Un secteur en plan essor
Depuis le début de la crise sanitaire, le secteur cryptographique connaît un réel essor. Alors que la plupart des économies tournaient au ralenti, les investissements dans le Bitcoin et dans les cryptomonnaies ont augmenté. Des milliers de milliards ont été échangés sur les plateformes crypto, les volumes ont dépassé les 15.000 milliards de dollars, d’après un rapport de The Block Research.
Selon l’analyse ci-dessous, réalisée par Chainalysis pour The Economist, le trading sur le marché cryptographique a augmenté, que ce soit pour les institutionnels, les professionnels ou les particuliers. En dollars, les volumes d’échange ont été multipliés par 100. On est passé de quelques bn mi-2020 à des centaines de bn à la mi-2021.
Aujourd’hui, la valorisation totale des cryptomonnaies représente 2500 milliards de dollars alors qu’en janvier, cette valorisation totale était de 1000 milliards de dollars. La “Market Cap globale (l’équivalent de la “capitalisation boursière” sur les marchés traditionnels) a ainsi été multipliée par 2,5 au cours de l’année 2021.
Une proposition de loi qui fait écho à des éléments intrinsèques à la technologie
Comme énoncé dans le communiqué de presse,
“L’objectif de la proposition est d’introduire une obligation pour les fournisseurs de services d’actifs cryptographiques de collecter et de rendre accessibles des informations complètes sur l’expéditeur et le bénéficiaire des transferts d’actifs virtuels ou cryptographiques qu’ils exploitent”… “en introduisant des exigences pour les transferts de crypto-actifs entre les fournisseurs de services de crypto-actifs et les portefeuilles non hébergés. On exige également que “l’ensemble complet des informations sur l’expéditeur accompagne le transfert d’actifs cryptographiques, quel que soit le montant de la transaction.” Le but étant “d’assurer la traçabilité des transferts de crypto-actifs, afin de pouvoir mieux identifier d’éventuelles transactions suspectes et si nécessaire les bloqués”.
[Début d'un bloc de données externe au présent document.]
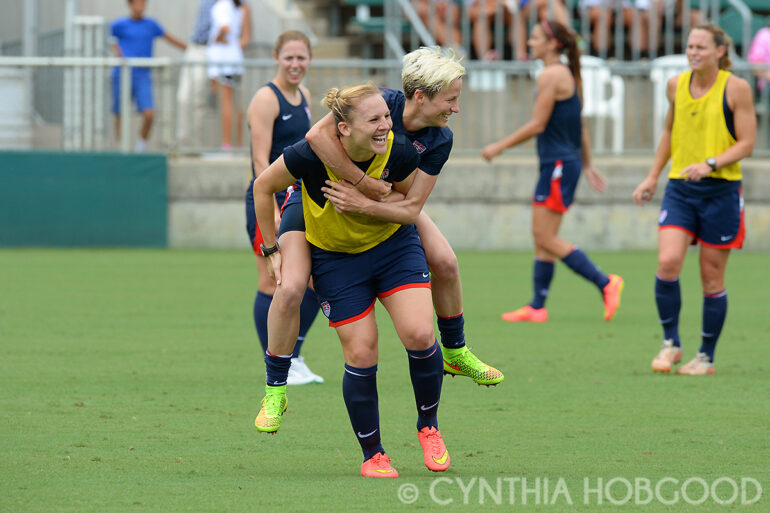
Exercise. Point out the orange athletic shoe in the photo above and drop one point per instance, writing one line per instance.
(378, 466)
(669, 355)
(611, 293)
(526, 314)
(701, 365)
(433, 448)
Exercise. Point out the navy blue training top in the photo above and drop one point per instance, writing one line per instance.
(432, 143)
(291, 125)
(562, 137)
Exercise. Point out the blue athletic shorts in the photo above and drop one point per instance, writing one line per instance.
(292, 217)
(710, 210)
(141, 92)
(556, 186)
(255, 237)
(348, 284)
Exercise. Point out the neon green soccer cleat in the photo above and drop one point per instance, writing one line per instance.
(273, 405)
(461, 362)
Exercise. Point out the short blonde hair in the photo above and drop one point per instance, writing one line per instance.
(430, 69)
(343, 102)
(720, 39)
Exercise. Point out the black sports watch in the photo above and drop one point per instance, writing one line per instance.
(269, 251)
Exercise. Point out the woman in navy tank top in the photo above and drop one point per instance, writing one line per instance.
(564, 151)
(279, 116)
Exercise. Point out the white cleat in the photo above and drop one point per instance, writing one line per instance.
(300, 373)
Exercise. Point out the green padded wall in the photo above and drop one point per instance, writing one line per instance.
(82, 199)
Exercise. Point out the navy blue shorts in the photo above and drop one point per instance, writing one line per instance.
(141, 92)
(348, 284)
(556, 186)
(710, 210)
(292, 217)
(255, 237)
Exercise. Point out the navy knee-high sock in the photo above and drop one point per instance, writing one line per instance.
(582, 265)
(452, 330)
(261, 307)
(276, 368)
(426, 369)
(668, 297)
(359, 389)
(714, 313)
(308, 310)
(542, 274)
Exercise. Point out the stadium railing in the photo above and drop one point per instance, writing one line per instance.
(667, 31)
(496, 99)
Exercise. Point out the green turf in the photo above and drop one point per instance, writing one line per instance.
(131, 378)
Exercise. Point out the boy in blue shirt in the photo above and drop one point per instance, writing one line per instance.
(135, 36)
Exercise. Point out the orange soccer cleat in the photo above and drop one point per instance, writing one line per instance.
(668, 356)
(611, 293)
(378, 466)
(526, 314)
(701, 365)
(433, 448)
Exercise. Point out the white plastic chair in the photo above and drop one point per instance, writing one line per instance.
(661, 70)
(597, 77)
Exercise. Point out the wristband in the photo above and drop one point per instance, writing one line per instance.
(266, 252)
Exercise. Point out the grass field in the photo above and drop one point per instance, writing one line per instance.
(131, 378)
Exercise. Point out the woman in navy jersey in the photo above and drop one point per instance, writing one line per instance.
(279, 116)
(563, 148)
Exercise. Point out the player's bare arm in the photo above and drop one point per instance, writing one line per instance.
(262, 111)
(646, 190)
(273, 179)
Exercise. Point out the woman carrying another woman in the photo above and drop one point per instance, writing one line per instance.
(563, 148)
(279, 116)
(356, 260)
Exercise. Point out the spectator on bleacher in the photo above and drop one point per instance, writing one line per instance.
(445, 36)
(230, 34)
(192, 92)
(482, 15)
(559, 15)
(134, 37)
(601, 14)
(759, 53)
(663, 6)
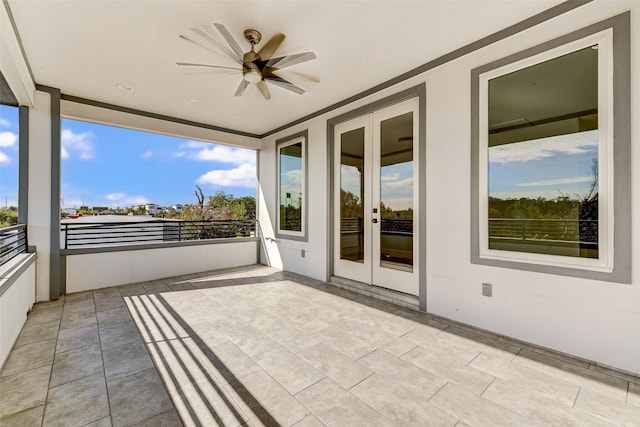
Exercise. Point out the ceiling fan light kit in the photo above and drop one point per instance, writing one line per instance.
(258, 68)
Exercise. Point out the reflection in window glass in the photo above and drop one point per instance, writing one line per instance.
(291, 185)
(396, 192)
(543, 157)
(352, 195)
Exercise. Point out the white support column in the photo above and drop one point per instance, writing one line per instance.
(39, 195)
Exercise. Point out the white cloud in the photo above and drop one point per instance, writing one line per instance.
(218, 153)
(123, 199)
(8, 139)
(242, 176)
(560, 181)
(78, 143)
(114, 197)
(4, 159)
(526, 151)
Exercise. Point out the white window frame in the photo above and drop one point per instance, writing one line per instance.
(604, 262)
(300, 138)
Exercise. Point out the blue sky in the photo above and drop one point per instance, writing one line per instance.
(546, 167)
(116, 167)
(8, 156)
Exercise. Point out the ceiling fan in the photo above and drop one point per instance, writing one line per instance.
(258, 68)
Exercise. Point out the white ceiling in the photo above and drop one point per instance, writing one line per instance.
(124, 52)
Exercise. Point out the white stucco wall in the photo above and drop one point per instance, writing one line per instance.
(596, 320)
(100, 270)
(16, 301)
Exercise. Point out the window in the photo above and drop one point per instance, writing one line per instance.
(108, 169)
(292, 187)
(9, 162)
(547, 158)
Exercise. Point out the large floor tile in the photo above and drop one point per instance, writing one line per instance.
(526, 377)
(345, 343)
(23, 390)
(70, 339)
(37, 332)
(265, 402)
(119, 334)
(575, 374)
(125, 360)
(608, 408)
(335, 365)
(45, 315)
(401, 406)
(62, 408)
(335, 406)
(137, 397)
(473, 409)
(538, 408)
(78, 319)
(113, 317)
(29, 356)
(169, 418)
(74, 364)
(30, 417)
(208, 403)
(292, 372)
(471, 379)
(403, 373)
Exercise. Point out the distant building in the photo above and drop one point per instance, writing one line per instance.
(69, 211)
(151, 208)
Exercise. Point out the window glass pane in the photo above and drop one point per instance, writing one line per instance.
(543, 157)
(8, 165)
(352, 195)
(396, 192)
(112, 170)
(291, 185)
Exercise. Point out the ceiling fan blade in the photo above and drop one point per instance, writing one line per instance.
(242, 87)
(262, 87)
(229, 38)
(279, 81)
(296, 75)
(271, 46)
(289, 60)
(206, 36)
(191, 64)
(210, 72)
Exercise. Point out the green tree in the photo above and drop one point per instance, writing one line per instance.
(8, 216)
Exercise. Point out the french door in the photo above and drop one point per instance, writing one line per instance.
(376, 199)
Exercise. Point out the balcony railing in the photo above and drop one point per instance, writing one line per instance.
(99, 234)
(13, 241)
(555, 230)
Actuellement les transactions sont par essence traçables sur la blockchain (en savoir plus). Les améliorations continuent, la résilience et la proactivité des protocoles face aux failles de sécurités, conduisent à un système désormais prometteur.
En France, des dispositifs du règlement PSAN prévoient déjà la mise en place de contrôles en interne, permettant de détecter des opérations frauduleuses et la mise en place de procédures permettant d’identifier “les relations d’affaires” et “les clients occasionnels”, notamment pour les activités de change.
Par ailleurs, il existe des sanctions pour les utilisateurs tentées de ne pas déclarer leur(s) compte(s). Une amende de 125 euros est imposée en cas d’omission ou d’inexactitude dans la déclaration et un montant de 750 euros, demandé, pour chaque compte non déclaré. Ces montants seront doublés si la valeur du portefeuille dépasse les 50 000 euros. La déclaration des comptes devant se faire sur l’annexe 3916 (disponible ici) dédiée au “compte ouvert, détenu, utilisé ou clos à l’étranger”.
Certes, cette loi entre dans la logique de ces régulations : dans un cadre de lois qui seront proposées/adaptés au niveau Européen sous la réglementation MiCA (en savoir plus). Mais dans la théorie, il est techniquement impossible de tracer les transactions comme on le ferait dans le système bancaire traditionnel. La confidentialité des transactions est intrinsèquement assurée par l’Elliptic Curve Cryptography (ECC), la technique de cryptage utilisée qui garantit la confidentialité des transactions, dans la mesure où, seul le destinataire de la transaction est à même de connaître les tenants et aboutissants de cette même transaction (montants, etc.).
Cependant, des protocoles permettent de bloquer des fonds en cas de cybercriminalité. Cela a été démontré récemment lors du piratage de la plateforme kuCoin. Des cybercriminels avaient dérobé 275 millions dollars qu’ils ont tenté de blanchir sur des DEX (Decentralized EXchanges / plateforme d’échange décentralisée) comme Uniswap et Kyber (source).
Au niveau mondial, il est possible de remonter jusqu’à l’expéditeur et le destinataire en cas de transactions frauduleuses avérés. En effet, un système KYC “Know Your Customer” est mis en place. L’identité des personnes est demandée à la création d’un compte. Il est ainsi tout à fait possible de retrouver l’identité des personnes effectuant des transactions frauduleuses. Ainsi, la coopération des plateformes devrait suffire à assurer un contrôle efficace des transactions.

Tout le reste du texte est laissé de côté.